Но театр не удовлетворился только тем, что давало оформление, он хотел воссоздать драматические образы Марфы и Досифея, передать атмосферу народной трагедии, воплощенной в музыке, напитаться и живыми впечатлениями, найти живые «намеки», {57} «мазочки», «штрихи» быта, которые бы «взбудоражили ум и чувство». Шкафер рассказывает, как на одной из репетиций Мамонтов сказал: «Надо пойти к нашим теперешним старообрядцам, посмотреть, как они живут, поближе заглянуть, прикоснуться к этим людям. Что-то там еще, вероятно, дышит от старины…»[xcvi]. По свидетельству П. Н. Мамонтова, инициатором этого предложения был сам основной художник спектакля — А. М. Васнецов[xcvii]. И вот режиссеры, некоторая часть исполнителей, в том числе и Шаляпин, отправились на окраину Москвы, в село Преображснское, в единоверческую церковь, где шло богослужение по старинным обрядам, где пели по древним напевам («крюкам»), где вокруг еще сохранились «остатки былых времен» — маленькие домишки, почти что избы, немощеные грязные улочки, огромные пустыри. Но главное, что интересовало всех, были люди; участники театральной «экспедиции» выискивали характерные фигуры и лица, к которым воображение помогало добавить черты Марф, Сусанн или Досифеев. Это стремление «учиться у жизни» было важной чертой деятельности Мамонтовской оперы, непреложным принципом большинства ее художников.

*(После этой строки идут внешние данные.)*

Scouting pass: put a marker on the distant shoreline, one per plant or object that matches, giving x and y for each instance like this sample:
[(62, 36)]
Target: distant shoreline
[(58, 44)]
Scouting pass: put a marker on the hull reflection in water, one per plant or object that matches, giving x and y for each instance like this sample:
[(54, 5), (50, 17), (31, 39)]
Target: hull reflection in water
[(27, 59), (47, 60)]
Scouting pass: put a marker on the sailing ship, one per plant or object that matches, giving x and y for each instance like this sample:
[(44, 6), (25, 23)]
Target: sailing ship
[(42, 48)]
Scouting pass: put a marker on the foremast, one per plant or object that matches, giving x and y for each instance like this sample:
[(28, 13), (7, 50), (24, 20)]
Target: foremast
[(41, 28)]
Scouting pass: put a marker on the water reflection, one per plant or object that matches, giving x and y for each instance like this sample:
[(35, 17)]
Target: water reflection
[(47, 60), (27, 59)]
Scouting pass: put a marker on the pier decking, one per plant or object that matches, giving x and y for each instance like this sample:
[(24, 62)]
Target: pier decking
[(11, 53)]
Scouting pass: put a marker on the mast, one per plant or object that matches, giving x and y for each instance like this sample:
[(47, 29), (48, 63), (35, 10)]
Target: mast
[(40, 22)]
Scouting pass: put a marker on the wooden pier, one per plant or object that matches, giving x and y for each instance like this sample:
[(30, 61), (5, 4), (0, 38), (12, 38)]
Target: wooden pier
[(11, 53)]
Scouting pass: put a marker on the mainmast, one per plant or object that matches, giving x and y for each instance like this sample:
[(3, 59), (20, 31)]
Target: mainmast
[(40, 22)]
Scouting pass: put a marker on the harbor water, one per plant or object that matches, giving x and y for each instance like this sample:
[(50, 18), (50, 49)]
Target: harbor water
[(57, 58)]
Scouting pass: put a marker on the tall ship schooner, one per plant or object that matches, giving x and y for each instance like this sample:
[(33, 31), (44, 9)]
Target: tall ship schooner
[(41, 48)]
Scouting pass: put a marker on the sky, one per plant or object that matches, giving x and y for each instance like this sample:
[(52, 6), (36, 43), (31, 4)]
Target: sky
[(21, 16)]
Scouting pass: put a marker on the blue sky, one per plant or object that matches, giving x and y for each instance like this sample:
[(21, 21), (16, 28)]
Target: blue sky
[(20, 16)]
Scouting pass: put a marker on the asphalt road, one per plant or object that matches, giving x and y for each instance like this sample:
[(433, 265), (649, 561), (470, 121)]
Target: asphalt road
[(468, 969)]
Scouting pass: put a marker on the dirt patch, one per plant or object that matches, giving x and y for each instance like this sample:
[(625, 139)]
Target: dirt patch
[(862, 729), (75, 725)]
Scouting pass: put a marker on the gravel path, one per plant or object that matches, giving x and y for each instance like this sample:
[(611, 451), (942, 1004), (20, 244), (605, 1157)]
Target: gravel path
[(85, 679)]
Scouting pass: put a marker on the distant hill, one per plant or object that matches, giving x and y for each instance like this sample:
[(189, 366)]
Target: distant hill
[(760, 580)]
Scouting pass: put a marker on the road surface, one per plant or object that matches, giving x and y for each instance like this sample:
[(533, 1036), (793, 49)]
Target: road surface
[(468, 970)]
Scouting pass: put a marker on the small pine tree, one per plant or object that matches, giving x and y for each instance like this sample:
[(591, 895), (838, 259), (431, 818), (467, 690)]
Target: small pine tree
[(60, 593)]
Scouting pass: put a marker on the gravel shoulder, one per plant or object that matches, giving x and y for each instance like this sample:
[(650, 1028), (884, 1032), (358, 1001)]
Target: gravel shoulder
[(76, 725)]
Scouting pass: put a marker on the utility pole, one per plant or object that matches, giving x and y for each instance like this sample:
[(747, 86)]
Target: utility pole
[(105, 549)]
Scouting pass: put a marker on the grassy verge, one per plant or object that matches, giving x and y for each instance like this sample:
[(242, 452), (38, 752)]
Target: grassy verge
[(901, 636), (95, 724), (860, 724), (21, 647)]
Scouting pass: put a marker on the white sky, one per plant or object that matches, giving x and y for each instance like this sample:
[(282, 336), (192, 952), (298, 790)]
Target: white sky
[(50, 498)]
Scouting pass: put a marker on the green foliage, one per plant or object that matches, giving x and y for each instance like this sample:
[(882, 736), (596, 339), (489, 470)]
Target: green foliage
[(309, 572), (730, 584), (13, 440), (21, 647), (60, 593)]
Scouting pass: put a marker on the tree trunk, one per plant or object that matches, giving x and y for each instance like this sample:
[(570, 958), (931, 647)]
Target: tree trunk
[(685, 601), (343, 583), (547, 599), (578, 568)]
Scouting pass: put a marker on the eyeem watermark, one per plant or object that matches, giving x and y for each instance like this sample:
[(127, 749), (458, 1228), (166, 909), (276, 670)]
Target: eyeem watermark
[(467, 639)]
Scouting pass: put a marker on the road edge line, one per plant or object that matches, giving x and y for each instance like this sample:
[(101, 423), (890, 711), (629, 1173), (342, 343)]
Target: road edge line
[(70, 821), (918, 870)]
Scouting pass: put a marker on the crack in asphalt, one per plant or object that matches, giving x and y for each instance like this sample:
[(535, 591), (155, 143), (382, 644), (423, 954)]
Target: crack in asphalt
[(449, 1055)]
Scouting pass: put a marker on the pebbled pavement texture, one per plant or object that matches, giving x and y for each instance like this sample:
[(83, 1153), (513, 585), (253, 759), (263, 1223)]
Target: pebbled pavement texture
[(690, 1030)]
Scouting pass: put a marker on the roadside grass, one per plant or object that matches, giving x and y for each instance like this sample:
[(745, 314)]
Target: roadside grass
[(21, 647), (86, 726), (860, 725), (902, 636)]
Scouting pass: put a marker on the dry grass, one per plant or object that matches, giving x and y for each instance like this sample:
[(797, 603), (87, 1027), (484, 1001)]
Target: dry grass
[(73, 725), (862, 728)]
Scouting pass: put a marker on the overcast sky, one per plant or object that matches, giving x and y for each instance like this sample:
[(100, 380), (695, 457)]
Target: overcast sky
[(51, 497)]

Постановка «Садко», огромный и бесспорный успех которой сыграл решающую роль в утверждении популярности Мамонтовской оперы у широкого зрителя, готовилась в полном смысле всем коллективом театра. Художник И. Е. Бондаренко, близко стоявший к работе театра и к Мамонтову[xcviii], говорил, что создание этого спектакля было поистине «соборным деянием», в котором самое деятельное участие принимали и Мамонтов и все его соратники.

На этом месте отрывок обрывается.